If I could take him out, and get a gun into the bargain, that would certainly level the
goddamn odds.

Gerry couldn’t follow me up the hill, so we’d be talking one against one.

Nice.

Jackie was walking away from me, up towards a rocky outcrop from where he could survey the
terrain. I crouched on all fours and made my way behind him. Six feet away, five feet, four
feet.

I’d jump him. I’d land on his back, left arm round his throat, pull hard. Snap his neck,
soundlessly, take his walkie-talkie, his jacket, his gun, shoot the cuffs, run for the far side
of the pond.

I loosened my fingers.

Tensed.

Stood.

A huge crashing noise.

A sharp hammer blow in the back of my shoulder. I was spinning through the air. I thumped into
a tree and came down heavily on a rocky outcrop, cracking half a dozen ribs.

Jackie turned. He was right above me. I’d landed at his feet. I reached out to grab his shoe
and pull him off balance but I was moving in slow motion and he easily stepped away.

Lightning triage. Ribs, broken nose. I’d been shot in the shoulder and the bullet had
ricocheted off my head. Flesh wounds, but it wouldn’t matter now.
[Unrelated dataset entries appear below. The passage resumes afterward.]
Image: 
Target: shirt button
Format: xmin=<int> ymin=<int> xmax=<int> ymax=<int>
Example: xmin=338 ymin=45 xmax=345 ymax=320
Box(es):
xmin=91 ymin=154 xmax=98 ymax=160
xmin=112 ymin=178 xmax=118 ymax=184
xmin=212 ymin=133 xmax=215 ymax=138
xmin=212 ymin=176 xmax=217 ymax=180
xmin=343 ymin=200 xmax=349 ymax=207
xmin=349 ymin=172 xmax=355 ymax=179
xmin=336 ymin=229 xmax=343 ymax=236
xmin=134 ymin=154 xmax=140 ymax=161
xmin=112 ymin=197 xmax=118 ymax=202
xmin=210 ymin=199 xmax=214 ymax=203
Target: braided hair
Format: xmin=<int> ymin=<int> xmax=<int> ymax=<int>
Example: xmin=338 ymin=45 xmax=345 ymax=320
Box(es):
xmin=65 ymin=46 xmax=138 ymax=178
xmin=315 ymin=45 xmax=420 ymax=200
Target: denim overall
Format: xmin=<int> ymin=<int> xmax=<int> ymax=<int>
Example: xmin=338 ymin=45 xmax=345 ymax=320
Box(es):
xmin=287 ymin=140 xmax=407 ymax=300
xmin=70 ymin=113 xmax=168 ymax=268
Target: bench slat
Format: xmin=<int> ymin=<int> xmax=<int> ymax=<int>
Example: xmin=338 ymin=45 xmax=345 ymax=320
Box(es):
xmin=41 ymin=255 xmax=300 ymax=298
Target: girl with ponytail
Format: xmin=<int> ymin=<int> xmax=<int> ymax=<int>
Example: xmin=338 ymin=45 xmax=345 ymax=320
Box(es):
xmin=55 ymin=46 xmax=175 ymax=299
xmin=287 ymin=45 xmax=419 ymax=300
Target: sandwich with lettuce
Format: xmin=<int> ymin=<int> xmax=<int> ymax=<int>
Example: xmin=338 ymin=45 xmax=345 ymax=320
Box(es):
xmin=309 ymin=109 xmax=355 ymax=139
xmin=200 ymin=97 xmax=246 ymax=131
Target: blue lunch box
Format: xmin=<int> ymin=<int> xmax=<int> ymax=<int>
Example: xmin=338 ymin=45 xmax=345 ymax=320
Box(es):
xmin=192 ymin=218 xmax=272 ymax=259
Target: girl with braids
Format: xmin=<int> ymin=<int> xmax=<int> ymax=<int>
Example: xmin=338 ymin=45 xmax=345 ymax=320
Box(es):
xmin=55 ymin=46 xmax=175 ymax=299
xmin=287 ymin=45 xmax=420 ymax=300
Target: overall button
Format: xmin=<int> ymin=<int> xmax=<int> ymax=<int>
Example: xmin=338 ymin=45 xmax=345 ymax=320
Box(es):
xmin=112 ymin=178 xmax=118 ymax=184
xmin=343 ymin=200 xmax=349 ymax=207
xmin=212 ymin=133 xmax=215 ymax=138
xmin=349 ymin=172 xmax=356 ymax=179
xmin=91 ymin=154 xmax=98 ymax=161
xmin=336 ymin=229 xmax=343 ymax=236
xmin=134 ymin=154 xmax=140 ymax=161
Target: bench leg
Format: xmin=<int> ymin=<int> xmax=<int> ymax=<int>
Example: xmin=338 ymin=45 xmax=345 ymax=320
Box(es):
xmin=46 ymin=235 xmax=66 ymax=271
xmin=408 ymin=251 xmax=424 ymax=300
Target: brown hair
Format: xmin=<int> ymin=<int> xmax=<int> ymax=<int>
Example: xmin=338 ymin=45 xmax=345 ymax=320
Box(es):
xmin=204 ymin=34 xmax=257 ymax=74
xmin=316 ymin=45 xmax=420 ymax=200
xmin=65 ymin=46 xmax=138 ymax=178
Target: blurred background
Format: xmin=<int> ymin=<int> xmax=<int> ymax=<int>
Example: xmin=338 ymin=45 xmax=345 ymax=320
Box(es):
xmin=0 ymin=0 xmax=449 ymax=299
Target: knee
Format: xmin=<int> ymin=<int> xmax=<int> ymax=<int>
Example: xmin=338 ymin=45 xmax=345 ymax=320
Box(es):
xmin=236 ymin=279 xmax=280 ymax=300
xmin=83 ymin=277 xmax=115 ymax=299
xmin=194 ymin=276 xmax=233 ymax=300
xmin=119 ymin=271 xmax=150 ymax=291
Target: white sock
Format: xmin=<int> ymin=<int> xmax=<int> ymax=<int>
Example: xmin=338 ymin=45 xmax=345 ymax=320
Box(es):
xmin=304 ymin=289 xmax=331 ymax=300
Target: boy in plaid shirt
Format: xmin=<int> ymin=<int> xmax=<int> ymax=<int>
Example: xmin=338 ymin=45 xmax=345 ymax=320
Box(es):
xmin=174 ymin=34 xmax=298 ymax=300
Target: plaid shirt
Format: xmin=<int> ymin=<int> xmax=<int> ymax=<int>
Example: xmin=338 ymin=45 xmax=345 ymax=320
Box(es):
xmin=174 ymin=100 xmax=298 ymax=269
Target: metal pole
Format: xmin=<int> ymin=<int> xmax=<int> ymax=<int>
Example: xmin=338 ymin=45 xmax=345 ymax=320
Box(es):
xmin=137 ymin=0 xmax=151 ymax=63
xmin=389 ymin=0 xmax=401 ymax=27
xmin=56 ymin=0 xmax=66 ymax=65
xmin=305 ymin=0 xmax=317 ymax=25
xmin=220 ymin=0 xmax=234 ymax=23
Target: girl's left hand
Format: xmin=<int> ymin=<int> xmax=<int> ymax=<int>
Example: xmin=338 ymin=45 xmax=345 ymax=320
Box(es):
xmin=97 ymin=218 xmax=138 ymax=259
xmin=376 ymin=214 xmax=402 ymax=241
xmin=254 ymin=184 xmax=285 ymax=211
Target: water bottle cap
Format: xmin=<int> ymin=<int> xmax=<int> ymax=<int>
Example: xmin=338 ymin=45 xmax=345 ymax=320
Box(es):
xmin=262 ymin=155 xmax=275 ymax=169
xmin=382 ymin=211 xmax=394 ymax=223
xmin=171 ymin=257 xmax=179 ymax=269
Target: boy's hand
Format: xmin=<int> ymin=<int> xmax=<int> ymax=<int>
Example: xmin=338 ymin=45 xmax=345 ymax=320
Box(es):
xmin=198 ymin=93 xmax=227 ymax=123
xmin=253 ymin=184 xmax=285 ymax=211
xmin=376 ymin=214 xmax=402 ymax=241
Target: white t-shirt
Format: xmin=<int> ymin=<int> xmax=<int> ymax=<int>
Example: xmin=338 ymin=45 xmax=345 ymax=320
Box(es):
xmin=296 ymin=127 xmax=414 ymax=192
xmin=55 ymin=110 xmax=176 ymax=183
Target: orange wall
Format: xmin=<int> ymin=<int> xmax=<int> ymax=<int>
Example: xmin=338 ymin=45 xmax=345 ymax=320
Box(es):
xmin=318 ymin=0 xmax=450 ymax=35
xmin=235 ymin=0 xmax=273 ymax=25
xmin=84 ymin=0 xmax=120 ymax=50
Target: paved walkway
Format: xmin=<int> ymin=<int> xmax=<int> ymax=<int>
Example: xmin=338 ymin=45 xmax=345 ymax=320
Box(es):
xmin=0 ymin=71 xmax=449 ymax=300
"Don’t move," Jackie said, nervously pointing a .22 pistol at me.

"I got him," Touched shouted. "I fucking nailed him."

"Get over here," Jackie called out.

Touched ran over, breathless, his .38 smoking, his grin as wide as ever.

"Is he dead?" Jackie wondered.

"No way, he’s not dead. Don’t think he’ll die from that. Will you, Sean? Or whatever your name
is. Just winged him, Jack."

"Hell of a shot."

"Aye, glad I didn’t top him. For him it has to be slow. He’s going to think that the
unluckiest thing that ever happened to him in his miserable life was my bullet missing his
traitor brain."

"Fucking liar, too," Jackie snarled.

"We may as well get started," Touched said, and I made an effort to turn my head and stare at
him. Delight on his upcurved mouth and a frenzied look in his eyes.